A native of Long Beach, California, McKnight became a social worker not for the money, but because she wanted to give back to people in dire need of assistance. While organizations do help feed families on Thanksgiving, McKnight says many of them don’t think about the family members who are dying alone because of chronic conditions.
“Our hope is every patient under hospice services dies with dignity and respect,” she said. “They should be able to spend that time with their family, be it video or whatever. We don’t want anyone to die alone.”
Partnering for the cause
Since her sister is now a social worker at the Ronald Reagan UCLA Medical Center in California, McKnight had to find another co-worker at Novant Health to help her deliver meals. Nurse Dollie Steele approached McKnight about helping hospice patients this month in recognition of National Hospice and Palliative Care Month.
“We were on the same page,” McKnight told QCity Metro.
The two women collected donations from co-workers to buy pre-prepared meals and deliver them to seven hospice patients on Thanksgiving morning. McKnight said she preferred the ready-made meals from restaurants because it limits the amount of contact that people have with the food. The planned menu will be turkey with sides and pie from Metro Diner in Huntersville.
Since Steele and McKnight work with terminally ill patients, they have to double-check meal orders for an accurate count.
“You can have 10 people that need a meal, and then by the time Thanksgiving comes, you can be down by one,” McKnight said. “That’s the unfortunate thing; we are in the business of hospice where people sometimes unfortunately die and don’t make it to that holiday.”
McKnight said hospice service workers typically explain to patients that they have six months or less to live under hospice care. Often, patients make a goal for themselves, like living until Christmas or Thanksgiving, she said.

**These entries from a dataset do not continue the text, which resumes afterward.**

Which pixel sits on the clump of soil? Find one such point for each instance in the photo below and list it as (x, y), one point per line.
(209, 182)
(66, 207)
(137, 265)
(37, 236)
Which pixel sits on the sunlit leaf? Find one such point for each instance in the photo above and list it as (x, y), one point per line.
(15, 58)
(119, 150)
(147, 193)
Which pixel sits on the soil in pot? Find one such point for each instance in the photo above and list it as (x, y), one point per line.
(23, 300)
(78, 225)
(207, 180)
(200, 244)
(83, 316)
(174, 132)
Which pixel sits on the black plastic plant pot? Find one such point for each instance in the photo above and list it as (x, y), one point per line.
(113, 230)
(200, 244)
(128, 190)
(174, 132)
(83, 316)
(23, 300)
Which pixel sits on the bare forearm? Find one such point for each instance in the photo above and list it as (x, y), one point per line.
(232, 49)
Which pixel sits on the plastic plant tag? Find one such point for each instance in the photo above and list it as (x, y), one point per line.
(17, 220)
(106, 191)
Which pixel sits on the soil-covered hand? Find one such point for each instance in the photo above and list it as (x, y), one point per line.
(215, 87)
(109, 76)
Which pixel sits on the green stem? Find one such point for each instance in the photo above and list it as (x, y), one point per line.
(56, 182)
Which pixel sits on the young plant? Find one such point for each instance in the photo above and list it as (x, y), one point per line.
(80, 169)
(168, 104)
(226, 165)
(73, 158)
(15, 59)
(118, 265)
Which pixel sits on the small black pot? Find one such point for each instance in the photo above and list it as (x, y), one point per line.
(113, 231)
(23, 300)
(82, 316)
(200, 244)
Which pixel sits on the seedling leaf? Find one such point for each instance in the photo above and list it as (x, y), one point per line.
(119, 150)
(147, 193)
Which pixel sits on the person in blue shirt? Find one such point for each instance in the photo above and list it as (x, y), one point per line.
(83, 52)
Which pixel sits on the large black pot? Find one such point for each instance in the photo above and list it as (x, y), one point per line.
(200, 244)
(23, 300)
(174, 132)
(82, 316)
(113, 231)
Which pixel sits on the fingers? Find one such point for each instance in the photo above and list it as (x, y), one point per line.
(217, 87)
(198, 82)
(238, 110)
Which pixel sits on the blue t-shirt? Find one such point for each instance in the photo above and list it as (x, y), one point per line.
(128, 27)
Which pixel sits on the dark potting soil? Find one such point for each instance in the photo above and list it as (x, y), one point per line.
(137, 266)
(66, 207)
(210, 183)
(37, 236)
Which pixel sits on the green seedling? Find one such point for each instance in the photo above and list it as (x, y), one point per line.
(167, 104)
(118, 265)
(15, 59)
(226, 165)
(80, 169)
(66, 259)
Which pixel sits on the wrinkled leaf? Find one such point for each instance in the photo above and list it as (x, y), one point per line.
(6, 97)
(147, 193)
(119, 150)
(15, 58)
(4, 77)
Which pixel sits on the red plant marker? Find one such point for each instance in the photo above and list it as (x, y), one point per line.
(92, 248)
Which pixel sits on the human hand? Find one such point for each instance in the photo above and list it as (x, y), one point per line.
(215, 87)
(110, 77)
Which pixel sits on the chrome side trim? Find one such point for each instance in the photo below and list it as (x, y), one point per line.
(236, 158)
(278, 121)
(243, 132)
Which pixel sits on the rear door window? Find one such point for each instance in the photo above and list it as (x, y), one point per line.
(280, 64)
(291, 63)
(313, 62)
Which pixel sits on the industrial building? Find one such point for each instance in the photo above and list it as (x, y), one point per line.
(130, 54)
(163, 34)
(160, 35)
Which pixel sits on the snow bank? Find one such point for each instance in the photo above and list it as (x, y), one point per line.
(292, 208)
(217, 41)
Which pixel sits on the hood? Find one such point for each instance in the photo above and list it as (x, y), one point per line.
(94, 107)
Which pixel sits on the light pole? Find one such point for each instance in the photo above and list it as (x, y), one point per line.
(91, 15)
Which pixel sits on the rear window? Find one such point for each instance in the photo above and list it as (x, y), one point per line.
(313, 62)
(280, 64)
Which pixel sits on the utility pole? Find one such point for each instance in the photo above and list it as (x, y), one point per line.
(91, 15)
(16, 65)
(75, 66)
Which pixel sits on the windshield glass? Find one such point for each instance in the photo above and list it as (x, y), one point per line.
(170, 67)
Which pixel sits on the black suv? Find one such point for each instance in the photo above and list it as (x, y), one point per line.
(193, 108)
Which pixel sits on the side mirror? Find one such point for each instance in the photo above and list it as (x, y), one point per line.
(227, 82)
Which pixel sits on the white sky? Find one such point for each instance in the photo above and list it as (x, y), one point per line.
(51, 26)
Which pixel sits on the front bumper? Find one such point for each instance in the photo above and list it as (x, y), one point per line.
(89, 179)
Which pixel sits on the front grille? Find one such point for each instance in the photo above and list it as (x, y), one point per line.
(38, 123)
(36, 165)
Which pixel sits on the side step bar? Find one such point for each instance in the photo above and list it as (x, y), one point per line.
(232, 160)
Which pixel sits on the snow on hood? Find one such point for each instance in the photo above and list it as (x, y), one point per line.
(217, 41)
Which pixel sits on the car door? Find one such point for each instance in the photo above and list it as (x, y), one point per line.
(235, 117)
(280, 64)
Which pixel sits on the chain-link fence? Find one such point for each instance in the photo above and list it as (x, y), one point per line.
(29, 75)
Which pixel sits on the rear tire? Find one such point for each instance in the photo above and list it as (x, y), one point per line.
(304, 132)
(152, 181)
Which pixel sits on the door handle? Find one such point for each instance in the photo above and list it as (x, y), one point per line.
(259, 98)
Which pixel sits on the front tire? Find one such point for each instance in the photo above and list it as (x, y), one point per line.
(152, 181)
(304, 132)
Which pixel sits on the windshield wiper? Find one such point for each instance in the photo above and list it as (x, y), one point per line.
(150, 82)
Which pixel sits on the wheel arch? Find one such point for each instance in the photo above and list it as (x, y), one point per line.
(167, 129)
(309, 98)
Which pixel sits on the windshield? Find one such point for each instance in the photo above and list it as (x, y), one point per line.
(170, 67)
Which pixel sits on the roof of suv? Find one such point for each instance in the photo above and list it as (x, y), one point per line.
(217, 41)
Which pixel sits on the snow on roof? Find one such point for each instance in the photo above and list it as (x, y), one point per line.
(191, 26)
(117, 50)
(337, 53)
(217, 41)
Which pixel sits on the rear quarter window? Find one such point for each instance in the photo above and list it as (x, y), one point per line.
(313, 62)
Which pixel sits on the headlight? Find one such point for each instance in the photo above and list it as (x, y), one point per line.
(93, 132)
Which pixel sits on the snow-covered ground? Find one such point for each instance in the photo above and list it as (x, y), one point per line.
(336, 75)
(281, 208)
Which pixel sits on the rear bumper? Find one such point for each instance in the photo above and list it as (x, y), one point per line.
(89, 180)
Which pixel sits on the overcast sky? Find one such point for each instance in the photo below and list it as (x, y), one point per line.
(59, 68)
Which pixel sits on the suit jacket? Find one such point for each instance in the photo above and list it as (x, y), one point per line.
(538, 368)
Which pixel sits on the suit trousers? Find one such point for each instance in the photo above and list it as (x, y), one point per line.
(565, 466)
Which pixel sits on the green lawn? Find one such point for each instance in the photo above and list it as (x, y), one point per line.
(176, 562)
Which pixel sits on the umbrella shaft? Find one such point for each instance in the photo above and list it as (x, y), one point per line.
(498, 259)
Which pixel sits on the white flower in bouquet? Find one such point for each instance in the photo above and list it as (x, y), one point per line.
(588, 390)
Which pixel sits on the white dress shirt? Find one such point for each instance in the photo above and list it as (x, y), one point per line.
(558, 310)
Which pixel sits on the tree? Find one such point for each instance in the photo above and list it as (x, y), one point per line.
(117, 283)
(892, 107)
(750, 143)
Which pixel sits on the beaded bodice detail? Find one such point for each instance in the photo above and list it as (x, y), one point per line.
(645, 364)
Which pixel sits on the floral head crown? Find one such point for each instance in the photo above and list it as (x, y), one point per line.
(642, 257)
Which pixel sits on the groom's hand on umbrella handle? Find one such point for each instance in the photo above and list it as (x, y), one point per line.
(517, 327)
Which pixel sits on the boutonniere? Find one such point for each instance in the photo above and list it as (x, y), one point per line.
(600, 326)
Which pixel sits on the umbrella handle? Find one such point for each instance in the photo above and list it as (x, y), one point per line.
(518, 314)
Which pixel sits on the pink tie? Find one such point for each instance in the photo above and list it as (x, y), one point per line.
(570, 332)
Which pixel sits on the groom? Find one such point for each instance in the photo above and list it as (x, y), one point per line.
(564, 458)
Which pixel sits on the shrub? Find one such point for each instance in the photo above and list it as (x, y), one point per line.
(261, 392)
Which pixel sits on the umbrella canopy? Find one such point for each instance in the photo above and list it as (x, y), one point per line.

However, she hasn’t heard them talk much about living until a particular holiday or time of the year due to the Covid-19 pandemic.
Alternative ways to celebrate
Before Covid, McKnight suggested that families celebrate the holidays earlier so family members in hospice care could experience one last Christmas or Thanksgiving. Now, she encourages families to create videos with well-wishes. Zoom and other online chat services have been helpful during the pandemic because it allows patients to be with their families even though they can’t be with them in person.
McKnight and other social workers care for patients in their homes 90% of the time and in facilities 10%. For safety, social workers wear personal protective equipment, including face masks, face shields, gowns and foot coverings.
North Carolina’s Covid restrictions under Phase 3 also require hospice caregivers to be more proactive with families.
Nowadays, McKnight says she has to reiterate safety guidelines to families that are persistent about visiting hospice patients for the holidays.
“I know some of these holidays are the last they will have with their families, but unfortunately with Covid-19, you can’t get that family together if you want to keep that patient safe,” she said.
According to CarePlus Hospice, additional ways that families can celebrate Thanksgiving in honor of loved ones in hospice care include:
- Lighting a special candle to symbolize a loved one’s presence.
- Preparing a loved one’s favorite dish as a way of remembering him or her.
- Creating a “memory table.”
- Making a list of all the things about a loved one for which you are most thankful.
- Setting a place at the table where a loved one would have been seated.